A hundred years ago John’s great-uncle bought this land on a hilltop, with its enchanting chateau on the river below.  It was handed down to successive generations, and during the lifetime of his parents, family life in the big house made sense.  When they died that logic seemed to evaporate. Some of the current descendents are separated by an ocean and the joint maintenance of a far-away petit chateau turned out to be more than blood alone could sustain.

The Rose Room
l’ancien chambre de la Maitresse de Maison

Our hearts were broken as we gaped at the family treasure about to be lost.  But as fate would have it, John had already begun the process of transforming an old cow barn near the vineyard into a small winery. He cleared out the whole messy thing himself – tore apart beams, installed an enormous door and a bright window, insulated the roof…

cow barn before
cow barn before
cow barn after (the new winery)
cow barn after   (new tanks in the new winery)

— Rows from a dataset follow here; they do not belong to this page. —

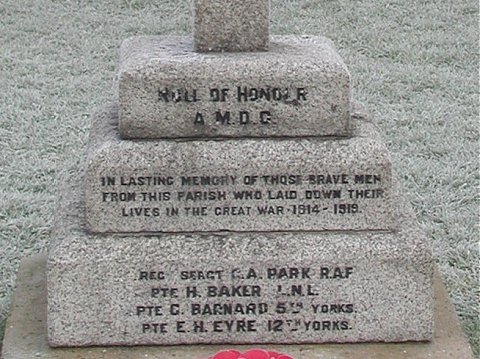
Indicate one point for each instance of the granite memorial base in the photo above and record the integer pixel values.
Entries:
(282, 287)
(26, 333)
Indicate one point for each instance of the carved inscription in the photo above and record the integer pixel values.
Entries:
(237, 96)
(286, 198)
(242, 300)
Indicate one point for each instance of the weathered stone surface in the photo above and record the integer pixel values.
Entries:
(307, 287)
(26, 333)
(237, 185)
(301, 87)
(233, 25)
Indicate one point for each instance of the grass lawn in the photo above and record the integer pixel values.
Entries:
(413, 63)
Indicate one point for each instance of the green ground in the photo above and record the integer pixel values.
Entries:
(414, 64)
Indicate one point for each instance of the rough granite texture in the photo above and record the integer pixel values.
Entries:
(26, 333)
(295, 184)
(301, 87)
(233, 25)
(284, 287)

The shiny wine tanks arrived and we celebrated our first harvest and the making of our first wine. Days and nights were spent trekking up to the winery, sometimes at 2 am to check the fermentation, often before dawn to check the cooling, always after dark for one last tucking in.  We were seduced by the sky on top of this hill – glorious dawns, magical sunsets and a night sky lit by an infinity of stars!

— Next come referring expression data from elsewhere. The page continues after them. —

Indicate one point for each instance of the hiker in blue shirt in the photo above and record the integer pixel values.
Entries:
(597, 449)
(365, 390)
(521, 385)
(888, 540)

Silhouette of Stone's Edge cliff
Silhouette of Stone’s Edge cliff at sunset – photo by Michele Marechal

And so a new logic set in, a new love.   Why sleep apart?

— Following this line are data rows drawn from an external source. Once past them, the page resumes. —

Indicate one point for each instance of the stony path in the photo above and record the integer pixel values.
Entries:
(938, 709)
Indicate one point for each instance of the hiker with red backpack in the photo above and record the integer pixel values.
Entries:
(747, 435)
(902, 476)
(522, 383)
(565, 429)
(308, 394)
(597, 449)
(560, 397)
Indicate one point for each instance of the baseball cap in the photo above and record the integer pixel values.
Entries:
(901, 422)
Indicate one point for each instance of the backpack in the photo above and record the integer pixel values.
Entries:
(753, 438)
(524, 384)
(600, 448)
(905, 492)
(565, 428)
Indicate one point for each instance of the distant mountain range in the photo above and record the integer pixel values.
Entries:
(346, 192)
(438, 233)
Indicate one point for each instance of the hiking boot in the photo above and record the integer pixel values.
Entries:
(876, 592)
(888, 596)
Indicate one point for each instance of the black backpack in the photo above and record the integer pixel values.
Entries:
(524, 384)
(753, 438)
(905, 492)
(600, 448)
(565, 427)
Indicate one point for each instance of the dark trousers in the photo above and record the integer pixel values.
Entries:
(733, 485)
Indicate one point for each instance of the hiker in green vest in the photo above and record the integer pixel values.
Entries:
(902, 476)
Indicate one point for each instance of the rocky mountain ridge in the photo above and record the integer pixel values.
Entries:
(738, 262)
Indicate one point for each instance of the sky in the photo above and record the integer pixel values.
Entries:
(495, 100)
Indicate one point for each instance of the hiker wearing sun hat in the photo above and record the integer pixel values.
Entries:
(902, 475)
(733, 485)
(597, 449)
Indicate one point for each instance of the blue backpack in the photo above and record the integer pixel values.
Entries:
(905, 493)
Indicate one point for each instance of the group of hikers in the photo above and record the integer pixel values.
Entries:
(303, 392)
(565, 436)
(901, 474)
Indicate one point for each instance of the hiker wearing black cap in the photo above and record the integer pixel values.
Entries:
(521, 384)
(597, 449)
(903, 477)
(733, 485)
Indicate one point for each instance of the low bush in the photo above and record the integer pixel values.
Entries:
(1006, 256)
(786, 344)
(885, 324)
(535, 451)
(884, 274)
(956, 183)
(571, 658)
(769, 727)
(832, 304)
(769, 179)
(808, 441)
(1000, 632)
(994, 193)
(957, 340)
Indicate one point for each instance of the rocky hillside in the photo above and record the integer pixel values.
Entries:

We held on to the land.   An old, abandoned farmhouse offered stone walls and a roof in need of repair. Everything else had to be gutted. The site was hidden by a ramshackle chicken coop, ill-placed, draggly trees, raggedy bushes, unsightly electric lines.  The bulldozer thrashed and shook and leveled.

hilltop obscured, ramshackle chicken coop
hilltop obscured, ramshackle chicken coop…
bulldozer begins
bulldozer begins

bulldozer clearing land, felling tree

gutting the old farmhouse
gutting the old farmhouse

It took months to clear up the debris by hand, and a year for John and Henri to tear off the ivy smothering the face of the cliff.

after years of neglect, clearing the stone cliff face and field
clearing the stone cliff face and field
land cleared at cliff's edge
first signs of clarity

And then, one day, lo and behold, a view of the Dordogne valley appeared.

View from the Farm
View from the Farm

All our lives we’ve been city dwellers. I wouldn’t change that for anything.  But recently the quiet and the earth and the creatures have been refashioning us, staking their claims in our hearts.   My friend Lori says that painful endings should be seen as wonderful beginnings in disguise.   Now we take a little walk around the farm each night and when we count our blisters, we also count our lucky stars.